Using a weighted blanket to boost melatonin production avoids the danger of these supplements, though.
Dr Tracy Marks, a psychologist from Atlanta, Georgia who was not a part of the research, explained to DailyMail.com that weighted blankets have long been known to be sleep enhancers – but not through increased melatonin production.
Weighted blankets have become a trendy product in recent years, and studies have tied them to better sleep, less symptoms of anxiety and other mental and sleep health benefits (file photo)
Dr Tracy Marks (pictured) told DailyMail.com that she recommends anxiety patients use weighted blankets to better their sleep and aleive their mental health symptoms.
She said that the blankets activate a person’s Vagus Nerve – the body’s longest nerve that runs from the stomach to the cranium.
The deep touch pressure, as she describes it, activates the body’s Parasympathetic nervous system.
This system helps ‘slow down’ the body, cutting the production of cortisol and increasing the secretion of serotonin.
‘When you feel the weight of a blanket, or are held tightly, it stimulates serotonin and dopamine production in the brain,’ Dr Marks said.
She compared the feeling of a weighted blanket to slowing a person’s breathing or splashing water on their face to calm them down.
‘[You are] manipulating your nervous system to calm you down,’ she said.
A person who is calm and less anxious is more likely to easily go asleep – which was believed to be the reason why weighted blankets help fight insomnia and other sleep issues.
The Swedish study introduces a new theory, though. While the blankets have shown an ability to treat anxiety in studies – they may also impact the pineal gland as well.
Dr Marks said activation of the Vagus Nerve would not affect secretion of melatonin from the pineal gland.
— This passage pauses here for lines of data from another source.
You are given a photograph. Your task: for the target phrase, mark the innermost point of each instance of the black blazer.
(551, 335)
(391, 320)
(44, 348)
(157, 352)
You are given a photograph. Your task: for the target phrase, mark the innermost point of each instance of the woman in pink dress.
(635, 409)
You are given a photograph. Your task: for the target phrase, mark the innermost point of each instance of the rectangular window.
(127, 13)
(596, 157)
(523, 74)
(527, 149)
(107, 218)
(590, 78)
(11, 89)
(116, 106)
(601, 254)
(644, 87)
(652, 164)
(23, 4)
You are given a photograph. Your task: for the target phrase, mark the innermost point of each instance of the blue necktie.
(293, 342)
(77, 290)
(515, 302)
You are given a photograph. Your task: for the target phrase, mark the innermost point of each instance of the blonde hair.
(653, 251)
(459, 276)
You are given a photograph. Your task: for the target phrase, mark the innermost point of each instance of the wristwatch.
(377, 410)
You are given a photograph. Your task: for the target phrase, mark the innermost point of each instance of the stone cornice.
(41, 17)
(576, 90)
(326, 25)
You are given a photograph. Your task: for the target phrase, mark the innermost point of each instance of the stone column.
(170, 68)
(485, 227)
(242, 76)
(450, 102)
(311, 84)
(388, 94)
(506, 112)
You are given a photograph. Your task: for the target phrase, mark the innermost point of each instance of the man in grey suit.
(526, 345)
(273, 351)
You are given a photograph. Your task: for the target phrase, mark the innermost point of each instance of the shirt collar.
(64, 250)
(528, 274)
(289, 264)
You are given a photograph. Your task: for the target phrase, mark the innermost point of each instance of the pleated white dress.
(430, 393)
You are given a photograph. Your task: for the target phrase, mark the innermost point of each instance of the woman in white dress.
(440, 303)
This means that there is another mechanism at play that causes a person to experience higher levels of melatonin while swaddled in a weighted blanket.
Swedish researchers did not identify a mechanism in the study, either.
Weighted blankets have become a popular wellness trend in recent years, but unlike many other items and supplements pushed by influencers and celebrities – they are backed by doctors as well.
Dr Marks said that she recommends anxiety patients to use the blankets to help relieve their symptoms and get more restful sleep. She also recommends them in her new book Why Am I So Anxious?
A 360 Market Updates report found the $625million worth of weighted blanket products were sold in the US in 2021 – up from $529million a year earlier.
The figure is expected to reach $1.7billion by 2027.
WHAT IS MELATONIN?
Melatonin is a hormone which controls how asleep or awake people feel.
The hormone is produced in the pineal gland in the brain and its release into the body is controlled by light.
During the day, when the eye absorbs light, melatonin levels in the body are low and, as a result, we feel awake.
But when darkness settles and the amount of light being absorbed by the eye reduces (although this is disrupted in modern societies because of artificial light), more melatonin circulates round the body.
Melatonin prepares the body for sleep by slowing the heart rate, reducing blood pressure, and changing how heat is stored in the body – the body’s core temperature drops while the outside of the body and the limbs become warmer.
The hormone also makes people feel sleepy.
Melatonin supplements can be taken to aid sleep in people who have problems with it, as well as for certain medical conditions such as tinnitus or Alzheimer’s disease.